1. I haven’t read Richard’s longer speech which deals with negative issues and I would love to do so, if it exists in writing. Meanwhile…
2. London has always produced poverty alongside wealth, the wealth itself being partly the product of the exploitation of people generally in capitalism, and partly through mechanisms specific to cities, and to this particular city. The process was well established in its modern form before we gained the mayoral system in 2000. Already in the year 2000 I was writing about it: Edwards, M (2002) Wealth creation and poverty creation: global-local interactions in the economy of London. City6.1, 25-42. ISSN: 1360-4813 [ Eprint here ] [ DOI link ]
3. So impoverishment in London can’t just be attributed to mayors, individually or severally, Sorting out cause and effect would be tricky and a big research. Subject to that, I’d highlight the following:
4. Livingstone did a lot for working class Londoners, especially in transport policy. The transformation of bus frequency, reliability and quality was a major progressive step, only now beginning to unravel. That was linked with the congestion charge which helped the bus renaissance but also helped London towards its massive achievement of reversing the trend of car dependence and must also have helped air quality. The Overground was a boon for suburbs, even though many of the benefits have ben diverted by gentrification. In terms of housing the Livingstone record is mixed. As part of his Faustian pact with financial and real-estate interests he was able to introduce strong-looking policies requiring social housing to be a target proportion of total housing output and that policy did deliver some much-needed homes.
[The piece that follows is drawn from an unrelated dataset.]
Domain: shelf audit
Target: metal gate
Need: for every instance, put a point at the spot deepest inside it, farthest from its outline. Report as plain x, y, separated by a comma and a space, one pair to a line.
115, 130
We criticised him at the time for not making these demands tough enough but, in combination with the grant support then available from a New Labour central government, xx,000 social housing units were added to the stock. But most of his other planning polices did fit the imperatives of private landed interests and his pursuit of densification helped boost the mass of rent and property profits being sucked out of the pockets of citizens. [This para could expand into books and Duncan Bowie‘s is only the first.]
5. The main drivers of inequality must have been declines in real wages for low earners and the rises in private rents, neither of which the mayor can much influence. Livingstone, under heavy pressure from Greens in the Assembly, did promote the London Living Wage. I suppose we’d look to My Fair London and the New Policy Institute for analysis of all this.
5. Johnson was of course a menace. He showed no interest in the housing needs of the poorest, nor in protecting working class communities threatened by displacement, despite a famously fluent speech decrying ‘cleansing’. Just one example: the evidence presented by Just Space groups at the hearings on the 2010 London Plan persuaded the Inspector to recommend that estate regeneration should never engender a net loss of social housing. Johnson used his new power (negotiated, I think, by Livingstone) to reject that recommendation. Transport was the Emirates dangleway and the garden bridge. What did I forget?
6. 2010 saw a new national government, a coalition of conservatives and liberals (LibDem) which quickly adopted a raft of severely damaging neo-liberal measures aimed at impoverishing the poor and disabled through benefit changes, service reductions and so on. They enacted the new, Orwellian, usage of ‘affordable’ housing in place of council or social housing and that was fitted in nicely by Johnson in his plans as a helpful way of redirecting housing production away from those most in need towards supporting the middle markets and speculative housing production in general.
7. It’s a bit early to say what Khan’s contribution has been. But looking at his actions so far and his proposals in the new draft London Plan it appears to be very much business as usual. No more grasp of the need to damp housing speculation than Johnson had. A renewed emphasis on densification which is a joy for developers and landowners and a boost for council estate ‘regeneration’.
The jury is out, of course, and this is just a quick jotting at the end of the day over a glass of wine. (revisions, no doubt, tomorrow, and more links). Do comment here or on twitter.
*****************************
And then there’s the issue of whether a mayoral system has been positive or negative. In my view it has been strongly negative and in a way I agree with John Lipnicki who wrote today
Just a small point, but I think its debatable that having a politicised Mayor rather than a more collegiate London authority has been a bad thing, policies being decided at the whim of an individual rather than on merit.